Until that time I’d wondered if the work I’d done was only effective with founders of early-stage technology companies and a handful of others. I now find myself coaching CEOs of listed Bitcoin Treasury Companies, Bitcoin influencers, multiple-exit entrepreneurs now working for Bitcoin, and some of the world’s top business coaches – who coach UHWNIs and CEOs of Fortune500 companies. I’ve also coached Bitcoin founders to get funding, and have helped a few intrepid Bitcoin changemakers to set up Bitcoin Policy Institutes in their country or state. Four times I’ve gotten messages from people telling me they’re using my messaging to help show a head-of-state the environmental benefits of Bitcoin mining. Last week a Bitcoiner even said they’d used my book on pitching to prepare for a presentation to 40 principals of Family Offices.

The “Multi-year pitch to help change environmental narrative on Bitcoin” is largely complete. I don’t know what my next assignment is. But whatever it is, after what I learned as part of the team that shifted the environmental narrative on Bitcoin I no longer feel fazed. If an AI company asked me to counter the new batch of research that de Vries is writing about the environmental issues with AI, I would know what to do. If a large company asked me to articulate their equity narrative better so their stock valuation lifted, I would know what to do.

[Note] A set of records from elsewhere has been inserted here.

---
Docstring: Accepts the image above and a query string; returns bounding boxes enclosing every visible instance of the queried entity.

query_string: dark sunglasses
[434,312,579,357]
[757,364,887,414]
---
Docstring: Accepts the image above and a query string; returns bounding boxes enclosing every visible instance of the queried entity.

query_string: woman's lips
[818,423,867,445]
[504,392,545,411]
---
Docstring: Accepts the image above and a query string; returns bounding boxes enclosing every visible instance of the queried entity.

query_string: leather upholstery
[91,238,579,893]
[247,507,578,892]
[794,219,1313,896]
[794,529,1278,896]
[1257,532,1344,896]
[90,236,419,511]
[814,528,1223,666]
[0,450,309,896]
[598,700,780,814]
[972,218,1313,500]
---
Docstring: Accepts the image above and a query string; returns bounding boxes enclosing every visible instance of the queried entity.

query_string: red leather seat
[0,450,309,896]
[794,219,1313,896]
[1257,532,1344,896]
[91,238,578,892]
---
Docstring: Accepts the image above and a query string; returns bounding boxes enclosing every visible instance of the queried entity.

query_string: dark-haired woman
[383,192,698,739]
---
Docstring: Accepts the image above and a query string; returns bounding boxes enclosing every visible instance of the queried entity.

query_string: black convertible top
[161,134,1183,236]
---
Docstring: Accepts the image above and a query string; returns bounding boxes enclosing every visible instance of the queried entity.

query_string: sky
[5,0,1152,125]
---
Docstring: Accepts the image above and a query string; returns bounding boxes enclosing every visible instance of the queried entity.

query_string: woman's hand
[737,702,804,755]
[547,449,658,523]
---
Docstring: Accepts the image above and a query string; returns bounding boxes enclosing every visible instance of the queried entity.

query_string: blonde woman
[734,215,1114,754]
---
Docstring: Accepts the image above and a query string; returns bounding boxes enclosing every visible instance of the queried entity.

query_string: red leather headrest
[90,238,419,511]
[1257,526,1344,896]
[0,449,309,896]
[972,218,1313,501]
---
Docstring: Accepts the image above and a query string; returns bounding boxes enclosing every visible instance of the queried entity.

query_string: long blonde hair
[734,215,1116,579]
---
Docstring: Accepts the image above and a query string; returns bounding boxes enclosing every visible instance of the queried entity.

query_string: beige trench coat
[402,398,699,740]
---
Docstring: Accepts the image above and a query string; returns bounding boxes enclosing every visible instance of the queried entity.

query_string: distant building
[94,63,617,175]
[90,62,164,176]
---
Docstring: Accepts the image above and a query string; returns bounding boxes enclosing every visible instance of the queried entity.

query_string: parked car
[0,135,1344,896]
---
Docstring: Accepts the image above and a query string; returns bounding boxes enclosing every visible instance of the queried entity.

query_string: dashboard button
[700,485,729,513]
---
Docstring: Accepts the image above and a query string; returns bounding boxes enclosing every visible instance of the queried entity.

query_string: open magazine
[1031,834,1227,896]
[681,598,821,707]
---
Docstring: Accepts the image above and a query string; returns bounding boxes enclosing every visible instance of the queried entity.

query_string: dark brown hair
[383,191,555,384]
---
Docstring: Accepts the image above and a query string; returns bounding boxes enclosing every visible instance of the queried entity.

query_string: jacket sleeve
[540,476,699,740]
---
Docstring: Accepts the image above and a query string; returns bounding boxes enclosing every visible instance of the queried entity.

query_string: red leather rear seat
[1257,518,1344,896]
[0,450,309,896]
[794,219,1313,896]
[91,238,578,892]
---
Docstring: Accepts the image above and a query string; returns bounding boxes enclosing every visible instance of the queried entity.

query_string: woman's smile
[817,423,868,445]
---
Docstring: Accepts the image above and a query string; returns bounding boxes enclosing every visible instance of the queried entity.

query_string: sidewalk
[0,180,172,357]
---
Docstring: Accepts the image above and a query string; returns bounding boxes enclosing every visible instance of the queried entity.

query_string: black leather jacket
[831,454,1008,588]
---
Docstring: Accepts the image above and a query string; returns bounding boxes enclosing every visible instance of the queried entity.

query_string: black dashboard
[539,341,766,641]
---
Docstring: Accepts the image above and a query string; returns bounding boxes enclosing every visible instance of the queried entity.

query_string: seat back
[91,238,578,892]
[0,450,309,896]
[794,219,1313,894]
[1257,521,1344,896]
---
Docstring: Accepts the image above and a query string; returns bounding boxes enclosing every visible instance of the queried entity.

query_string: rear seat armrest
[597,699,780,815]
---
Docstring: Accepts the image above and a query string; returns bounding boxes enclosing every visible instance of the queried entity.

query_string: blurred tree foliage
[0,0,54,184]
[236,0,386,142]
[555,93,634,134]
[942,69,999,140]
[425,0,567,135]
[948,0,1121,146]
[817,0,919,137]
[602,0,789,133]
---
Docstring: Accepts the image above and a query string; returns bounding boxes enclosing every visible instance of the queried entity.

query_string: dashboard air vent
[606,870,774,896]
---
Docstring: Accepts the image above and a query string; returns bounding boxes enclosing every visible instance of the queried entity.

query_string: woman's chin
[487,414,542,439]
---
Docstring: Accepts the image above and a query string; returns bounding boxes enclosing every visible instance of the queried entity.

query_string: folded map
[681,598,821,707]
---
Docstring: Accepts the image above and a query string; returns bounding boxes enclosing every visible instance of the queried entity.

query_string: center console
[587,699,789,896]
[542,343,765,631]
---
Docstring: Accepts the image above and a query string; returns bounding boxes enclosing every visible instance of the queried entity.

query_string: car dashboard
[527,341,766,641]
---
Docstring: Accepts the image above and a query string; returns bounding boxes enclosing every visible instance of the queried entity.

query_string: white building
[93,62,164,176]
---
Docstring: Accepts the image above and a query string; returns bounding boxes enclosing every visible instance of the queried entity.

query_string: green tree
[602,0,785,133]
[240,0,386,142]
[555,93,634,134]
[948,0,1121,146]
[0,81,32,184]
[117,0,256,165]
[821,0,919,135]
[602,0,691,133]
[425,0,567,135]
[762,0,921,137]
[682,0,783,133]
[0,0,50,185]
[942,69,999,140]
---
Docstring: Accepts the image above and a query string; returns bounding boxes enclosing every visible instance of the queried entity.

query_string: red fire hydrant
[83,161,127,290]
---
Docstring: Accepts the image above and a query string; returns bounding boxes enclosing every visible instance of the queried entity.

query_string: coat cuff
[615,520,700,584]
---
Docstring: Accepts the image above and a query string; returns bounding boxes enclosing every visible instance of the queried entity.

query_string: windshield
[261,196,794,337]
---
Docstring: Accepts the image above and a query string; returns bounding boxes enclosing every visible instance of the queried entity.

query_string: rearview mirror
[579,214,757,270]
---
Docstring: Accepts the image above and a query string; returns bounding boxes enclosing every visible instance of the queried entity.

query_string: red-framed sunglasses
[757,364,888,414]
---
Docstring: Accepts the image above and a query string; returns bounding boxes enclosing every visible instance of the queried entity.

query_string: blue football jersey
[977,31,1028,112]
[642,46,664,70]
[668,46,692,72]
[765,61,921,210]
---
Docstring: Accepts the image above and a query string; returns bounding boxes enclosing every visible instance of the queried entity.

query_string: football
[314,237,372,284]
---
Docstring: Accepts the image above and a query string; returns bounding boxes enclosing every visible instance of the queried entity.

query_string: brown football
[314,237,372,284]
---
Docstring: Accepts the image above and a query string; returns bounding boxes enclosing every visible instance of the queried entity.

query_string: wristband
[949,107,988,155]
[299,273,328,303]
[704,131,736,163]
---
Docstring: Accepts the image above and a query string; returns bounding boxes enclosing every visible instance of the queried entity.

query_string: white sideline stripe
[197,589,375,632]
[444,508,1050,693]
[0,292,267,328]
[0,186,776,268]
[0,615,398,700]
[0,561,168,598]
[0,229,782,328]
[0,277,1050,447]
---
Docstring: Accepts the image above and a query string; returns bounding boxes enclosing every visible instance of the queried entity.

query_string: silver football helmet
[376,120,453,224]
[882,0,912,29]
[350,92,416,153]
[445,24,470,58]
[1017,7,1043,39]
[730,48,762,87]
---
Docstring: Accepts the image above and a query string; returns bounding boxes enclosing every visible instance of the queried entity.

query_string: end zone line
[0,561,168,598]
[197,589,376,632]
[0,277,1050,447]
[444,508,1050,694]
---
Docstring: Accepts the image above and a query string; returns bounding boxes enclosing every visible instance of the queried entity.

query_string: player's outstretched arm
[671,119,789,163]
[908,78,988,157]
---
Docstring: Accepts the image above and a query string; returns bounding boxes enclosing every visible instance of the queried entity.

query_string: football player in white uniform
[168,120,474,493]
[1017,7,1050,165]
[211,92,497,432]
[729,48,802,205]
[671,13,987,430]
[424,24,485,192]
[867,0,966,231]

If someone wanted help orange-pilling the world’s financial regulators about the Bitcoin, well … I’ve started doing that and they are responding positively, so apparently I know what I’m doing there also.

I’m still average at holding a conversation. I definitely prefer to coach others to greatness rather than lead from the front myself. But sometimes I’m called on to lead as well as coach – and as uncomfortable as that makes me – I’ve learned not to surrender to whatever the painter has in mind for me and simply play my part to the best of my abilities. It seems as long as we recognize and use our gifts to do something good for the world, things have a funny habit of working out. Even when the path is not clear. Nay, especially when the path is not clear! As the proverb goes … the obstacle is the path.